Dark & Beautiful: The Brain & Creativity

brainsbrainsbrainsThe human brain is a marvelous and terrifying thing.

I once heard that science knows as little about the deep sea as it does the human brain. The last frontiers. Is that true? Really, the only thing that matters is that I can buy its truthiness. Science can’t even really explain why some PMS makes me want to club a baby seal, but other times I’m fine. Hello?

Yesterday, for instance, I managed to be productive and focused, but inside I was terribly, terribly depressed and angry.

Fortunately, logically, I knew it was just hormones and weather. I realized there wasn’t an actual reason I should be either depressed OR angry, and I knew where I was in my cycle. The way I was feeling wasn’t rooted in reality, and I understood that, come morning, odds were highly likely the mood would vanish.

And poof, just like that, it’s gone. Today I’m hopeful, creative, charged, and just bought the domain name for the creative and existential project to consume the next half decade of my life. If that’s not optimistic, even at the low, low price of $8.99 per year, I don’t know what is.

Perspective

I mean, how many people have the opportunity to point at Planet Earth and go “I want that,” then set into motion the mechanics of taking on the whole wide world for five years with no roots, anywhere, no limits? One in 100,000? One in a million? Lucky, indeed.
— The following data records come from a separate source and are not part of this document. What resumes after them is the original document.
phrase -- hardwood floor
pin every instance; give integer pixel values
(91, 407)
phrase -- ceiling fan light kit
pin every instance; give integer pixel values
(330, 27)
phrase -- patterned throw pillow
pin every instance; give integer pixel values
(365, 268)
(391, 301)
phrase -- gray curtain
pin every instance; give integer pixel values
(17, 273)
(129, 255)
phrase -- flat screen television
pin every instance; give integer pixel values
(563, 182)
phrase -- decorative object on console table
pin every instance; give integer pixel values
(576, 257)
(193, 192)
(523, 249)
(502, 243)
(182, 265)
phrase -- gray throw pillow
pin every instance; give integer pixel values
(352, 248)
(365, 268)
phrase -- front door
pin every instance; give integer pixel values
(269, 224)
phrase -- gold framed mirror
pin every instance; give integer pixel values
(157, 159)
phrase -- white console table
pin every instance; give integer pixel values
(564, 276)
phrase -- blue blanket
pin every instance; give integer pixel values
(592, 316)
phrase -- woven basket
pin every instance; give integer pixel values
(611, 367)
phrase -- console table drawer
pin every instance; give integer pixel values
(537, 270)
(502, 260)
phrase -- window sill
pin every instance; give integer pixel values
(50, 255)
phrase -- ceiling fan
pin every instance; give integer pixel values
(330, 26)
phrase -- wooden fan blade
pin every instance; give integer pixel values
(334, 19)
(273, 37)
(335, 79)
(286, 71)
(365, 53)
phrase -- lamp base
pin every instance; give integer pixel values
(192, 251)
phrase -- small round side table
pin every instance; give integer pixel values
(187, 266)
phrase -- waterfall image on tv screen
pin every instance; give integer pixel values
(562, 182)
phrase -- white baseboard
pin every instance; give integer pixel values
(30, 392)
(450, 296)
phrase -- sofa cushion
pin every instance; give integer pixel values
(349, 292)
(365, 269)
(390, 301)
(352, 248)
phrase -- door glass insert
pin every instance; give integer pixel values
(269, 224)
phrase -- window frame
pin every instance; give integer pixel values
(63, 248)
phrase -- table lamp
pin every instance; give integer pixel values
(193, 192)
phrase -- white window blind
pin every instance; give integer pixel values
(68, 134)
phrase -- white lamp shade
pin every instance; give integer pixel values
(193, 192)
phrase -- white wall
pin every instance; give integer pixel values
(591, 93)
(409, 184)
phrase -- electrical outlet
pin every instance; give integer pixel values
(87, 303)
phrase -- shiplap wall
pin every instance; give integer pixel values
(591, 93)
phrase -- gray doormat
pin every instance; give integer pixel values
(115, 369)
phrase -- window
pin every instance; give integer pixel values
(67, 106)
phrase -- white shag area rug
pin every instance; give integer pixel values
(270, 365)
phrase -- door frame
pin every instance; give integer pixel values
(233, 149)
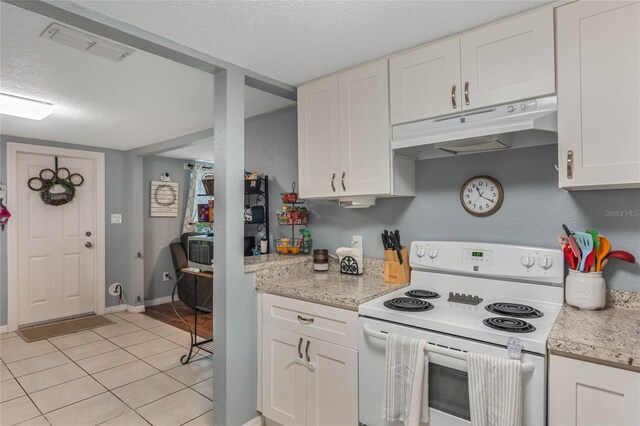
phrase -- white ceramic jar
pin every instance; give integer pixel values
(586, 290)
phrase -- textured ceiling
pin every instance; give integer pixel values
(296, 41)
(98, 102)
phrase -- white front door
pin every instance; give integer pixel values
(56, 265)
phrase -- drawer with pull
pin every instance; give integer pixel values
(335, 325)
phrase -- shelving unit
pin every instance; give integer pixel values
(259, 197)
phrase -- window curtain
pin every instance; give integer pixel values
(196, 187)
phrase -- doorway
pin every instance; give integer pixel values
(56, 256)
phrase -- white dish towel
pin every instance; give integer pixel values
(495, 390)
(406, 390)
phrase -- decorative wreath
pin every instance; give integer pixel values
(48, 179)
(174, 196)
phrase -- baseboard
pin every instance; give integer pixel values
(158, 301)
(135, 309)
(121, 308)
(256, 421)
(116, 308)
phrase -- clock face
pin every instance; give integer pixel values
(481, 195)
(165, 195)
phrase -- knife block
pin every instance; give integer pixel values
(394, 272)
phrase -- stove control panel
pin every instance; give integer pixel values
(487, 259)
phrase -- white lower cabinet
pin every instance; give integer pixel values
(307, 381)
(309, 363)
(586, 394)
(332, 389)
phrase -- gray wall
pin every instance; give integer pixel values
(122, 240)
(534, 209)
(160, 231)
(271, 148)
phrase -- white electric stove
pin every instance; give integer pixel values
(466, 297)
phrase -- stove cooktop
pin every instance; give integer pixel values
(493, 320)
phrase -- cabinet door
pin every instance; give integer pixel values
(509, 60)
(318, 151)
(332, 388)
(425, 82)
(365, 149)
(586, 394)
(598, 94)
(283, 385)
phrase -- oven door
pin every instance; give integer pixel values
(448, 380)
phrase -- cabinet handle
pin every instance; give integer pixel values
(305, 320)
(466, 92)
(453, 96)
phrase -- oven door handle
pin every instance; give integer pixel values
(527, 367)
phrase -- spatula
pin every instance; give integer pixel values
(585, 243)
(602, 251)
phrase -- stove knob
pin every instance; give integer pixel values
(528, 261)
(433, 253)
(545, 262)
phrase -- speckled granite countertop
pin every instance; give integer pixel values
(273, 260)
(329, 288)
(610, 336)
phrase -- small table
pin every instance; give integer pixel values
(206, 344)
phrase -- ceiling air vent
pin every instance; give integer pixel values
(87, 42)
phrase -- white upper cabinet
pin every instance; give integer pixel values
(425, 82)
(506, 61)
(598, 95)
(344, 146)
(509, 60)
(318, 141)
(365, 153)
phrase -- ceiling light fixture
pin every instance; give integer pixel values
(23, 107)
(87, 42)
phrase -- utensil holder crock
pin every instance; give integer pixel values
(586, 290)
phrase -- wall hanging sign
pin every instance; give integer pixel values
(164, 199)
(56, 187)
(4, 212)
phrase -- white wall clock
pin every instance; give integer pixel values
(481, 195)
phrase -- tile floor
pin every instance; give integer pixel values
(126, 374)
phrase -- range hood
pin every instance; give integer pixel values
(488, 129)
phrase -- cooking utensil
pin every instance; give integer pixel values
(568, 254)
(594, 236)
(575, 249)
(622, 255)
(602, 251)
(588, 264)
(585, 242)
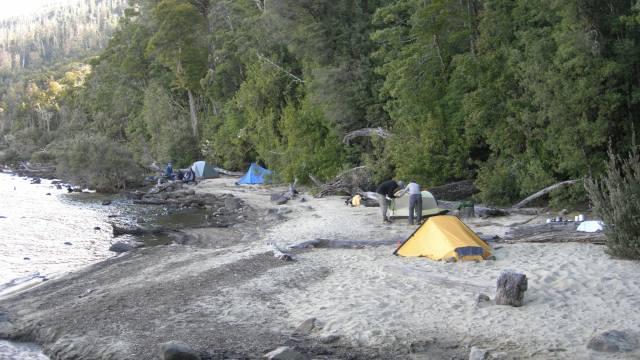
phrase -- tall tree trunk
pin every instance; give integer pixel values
(194, 116)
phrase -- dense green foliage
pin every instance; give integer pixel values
(513, 93)
(616, 198)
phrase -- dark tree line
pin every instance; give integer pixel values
(513, 93)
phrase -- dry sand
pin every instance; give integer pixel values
(234, 297)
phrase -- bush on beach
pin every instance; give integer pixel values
(616, 199)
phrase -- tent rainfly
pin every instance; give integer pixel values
(400, 206)
(444, 237)
(203, 170)
(256, 175)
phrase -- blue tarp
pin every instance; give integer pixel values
(204, 170)
(256, 175)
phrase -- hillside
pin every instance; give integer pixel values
(62, 32)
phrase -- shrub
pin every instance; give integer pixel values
(616, 199)
(97, 161)
(497, 183)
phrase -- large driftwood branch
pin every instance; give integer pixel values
(348, 182)
(267, 60)
(227, 172)
(455, 191)
(366, 132)
(544, 192)
(552, 233)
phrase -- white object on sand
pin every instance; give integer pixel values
(591, 226)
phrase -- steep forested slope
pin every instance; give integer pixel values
(516, 94)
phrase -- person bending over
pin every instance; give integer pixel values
(415, 200)
(386, 192)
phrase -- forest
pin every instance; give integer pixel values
(514, 94)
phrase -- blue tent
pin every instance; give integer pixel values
(256, 175)
(204, 170)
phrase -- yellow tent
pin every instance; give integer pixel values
(443, 237)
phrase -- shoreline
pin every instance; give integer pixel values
(226, 295)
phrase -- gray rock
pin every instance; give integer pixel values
(307, 327)
(232, 204)
(420, 346)
(279, 211)
(6, 327)
(177, 350)
(284, 353)
(330, 339)
(511, 288)
(482, 300)
(477, 353)
(612, 341)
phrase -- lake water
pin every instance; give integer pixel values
(47, 232)
(47, 235)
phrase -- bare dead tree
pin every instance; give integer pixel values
(267, 60)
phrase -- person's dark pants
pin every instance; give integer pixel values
(415, 204)
(384, 205)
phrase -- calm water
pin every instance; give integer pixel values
(46, 235)
(43, 236)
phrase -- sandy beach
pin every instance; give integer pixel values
(224, 293)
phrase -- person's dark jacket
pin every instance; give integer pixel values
(388, 188)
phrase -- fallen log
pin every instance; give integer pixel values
(227, 172)
(552, 233)
(349, 182)
(342, 244)
(119, 230)
(366, 132)
(543, 192)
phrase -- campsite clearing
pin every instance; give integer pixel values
(233, 298)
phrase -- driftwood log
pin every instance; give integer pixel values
(543, 192)
(349, 182)
(343, 244)
(227, 172)
(119, 230)
(281, 199)
(459, 190)
(279, 254)
(511, 288)
(365, 132)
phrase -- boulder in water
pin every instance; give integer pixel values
(612, 341)
(124, 246)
It’s knuckle-cracking elbow-greasing time when it comes to this little going-Full-Nomad project of mine. A friend has offered to help me set up my blog. I’ve decided not to host that content here on The Cunt. This place has been great for me, and I’ll likely still use it to unleash my wrath and rail at the gods from time to time, but I’m in a different place now. I’m a different person now. I need a new creative home.

Despite my older, mellower ways, it’s pretty safe to say I’ll never be Mary Poppins. Nor would I want to be. I like my wrath and fury, my joy and faith. I like the mix of pathos that swirls in my brain. My yin to my yang is right there. I may tilt and pivot, vacillating from seeming extremes, but I’m usually able to hold onto a small measure of awareness that, whatever the tempest, life is generally a smooth-sailing place for me. Or at least a place I manage to navigate without peril.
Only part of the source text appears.